Through the embodiment, the consistency check can be automatically carried out on the second target directory received by the receiving equipment after the concurrent transmission is finished, so that the integrity of data transmission is ensured, and the directory subset which is not transmitted or fails to be transmitted can be found in time.
In an embodiment, in order to avoid the situation that the resource of the server is excessively occupied in the concurrent transmission process, which affects the performance of the server, the actual resource occupancy rate of the server is detected at regular time in the concurrent transmission process, so as to determine whether to start the resource protection of the server. If the actual resource occupancy rate is greater than the resource occupancy rate upper limit, starting server resource protection, suspending at least one target subdirectory with higher resource occupancy rate in concurrent transmission to ensure the normal operation of the server, and recovering the suspended target subdirectory until the actual resource occupancy rate is less than the resource occupancy rate upper limit. In one example, the upper resource occupancy may include an upper CPU threshold (e.g., 80%), an upper memory threshold (e.g., 80%), and a maximum transfer rate MB/s (e.g., limited to 0.8 bandwidth/8).

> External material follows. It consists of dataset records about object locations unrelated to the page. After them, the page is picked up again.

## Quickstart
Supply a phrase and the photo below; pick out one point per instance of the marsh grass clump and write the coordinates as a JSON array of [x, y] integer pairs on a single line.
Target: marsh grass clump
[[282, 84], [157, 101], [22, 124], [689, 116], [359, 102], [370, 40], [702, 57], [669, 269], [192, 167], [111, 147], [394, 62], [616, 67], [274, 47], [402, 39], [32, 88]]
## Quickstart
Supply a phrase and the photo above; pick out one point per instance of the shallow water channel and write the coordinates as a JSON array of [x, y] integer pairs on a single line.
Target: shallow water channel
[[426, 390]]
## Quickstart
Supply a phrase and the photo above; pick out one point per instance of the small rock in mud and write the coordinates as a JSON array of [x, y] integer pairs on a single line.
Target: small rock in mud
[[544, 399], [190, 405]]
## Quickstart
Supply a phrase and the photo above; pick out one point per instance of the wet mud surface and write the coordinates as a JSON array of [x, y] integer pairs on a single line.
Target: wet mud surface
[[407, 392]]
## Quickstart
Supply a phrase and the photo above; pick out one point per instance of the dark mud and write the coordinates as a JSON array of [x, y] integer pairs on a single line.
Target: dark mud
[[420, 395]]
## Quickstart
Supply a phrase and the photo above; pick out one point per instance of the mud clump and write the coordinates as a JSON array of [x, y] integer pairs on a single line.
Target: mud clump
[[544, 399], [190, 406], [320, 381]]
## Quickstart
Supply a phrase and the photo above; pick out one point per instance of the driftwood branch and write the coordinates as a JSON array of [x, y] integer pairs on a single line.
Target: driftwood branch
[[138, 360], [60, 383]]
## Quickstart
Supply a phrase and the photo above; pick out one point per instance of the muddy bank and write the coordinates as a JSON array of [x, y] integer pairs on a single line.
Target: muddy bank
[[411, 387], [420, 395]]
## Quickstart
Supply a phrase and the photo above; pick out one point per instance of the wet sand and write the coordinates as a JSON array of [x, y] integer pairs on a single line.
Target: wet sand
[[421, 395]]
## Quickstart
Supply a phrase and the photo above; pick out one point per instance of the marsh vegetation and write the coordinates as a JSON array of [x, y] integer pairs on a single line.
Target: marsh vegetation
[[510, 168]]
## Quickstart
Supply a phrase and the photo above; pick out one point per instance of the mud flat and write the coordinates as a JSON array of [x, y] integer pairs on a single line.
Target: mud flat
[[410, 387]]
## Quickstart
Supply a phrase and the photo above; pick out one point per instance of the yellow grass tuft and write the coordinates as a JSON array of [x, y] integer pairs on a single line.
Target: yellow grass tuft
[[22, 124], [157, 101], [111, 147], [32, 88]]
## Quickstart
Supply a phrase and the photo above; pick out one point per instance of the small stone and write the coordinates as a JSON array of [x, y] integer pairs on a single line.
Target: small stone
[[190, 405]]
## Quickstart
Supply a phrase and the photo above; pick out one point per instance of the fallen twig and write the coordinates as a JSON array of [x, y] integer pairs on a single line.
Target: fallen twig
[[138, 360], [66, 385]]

In one implementation scenario, the process of transferring a large number of small files may be as shown in FIG. 7. Fig. 7 is a flowchart of yet another method for transferring a large number of small files according to an exemplary embodiment.
In step S701, it is determined whether or not the pre-scanning and the task optimization processing are performed.
In step S702, the server is scanned to obtain directory information of a first target directory in which a large number of small files are stored.
In step S703, the number of concurrent transmissions, the split reference size of the directory subset, and the split reference size are determined.
In step S704, the first target directory is split, resulting in a first number of directory subsets.
In step S705, a first number of subsets of directories are concurrently transmitted to the receiving device.
In step S706, it is determined whether to perform a consistency check according to the concurrent transmission state.
In step S707, if the concurrent transmission is ended, the second target directory received by the receiving device is checked for consistency according to the first target directory.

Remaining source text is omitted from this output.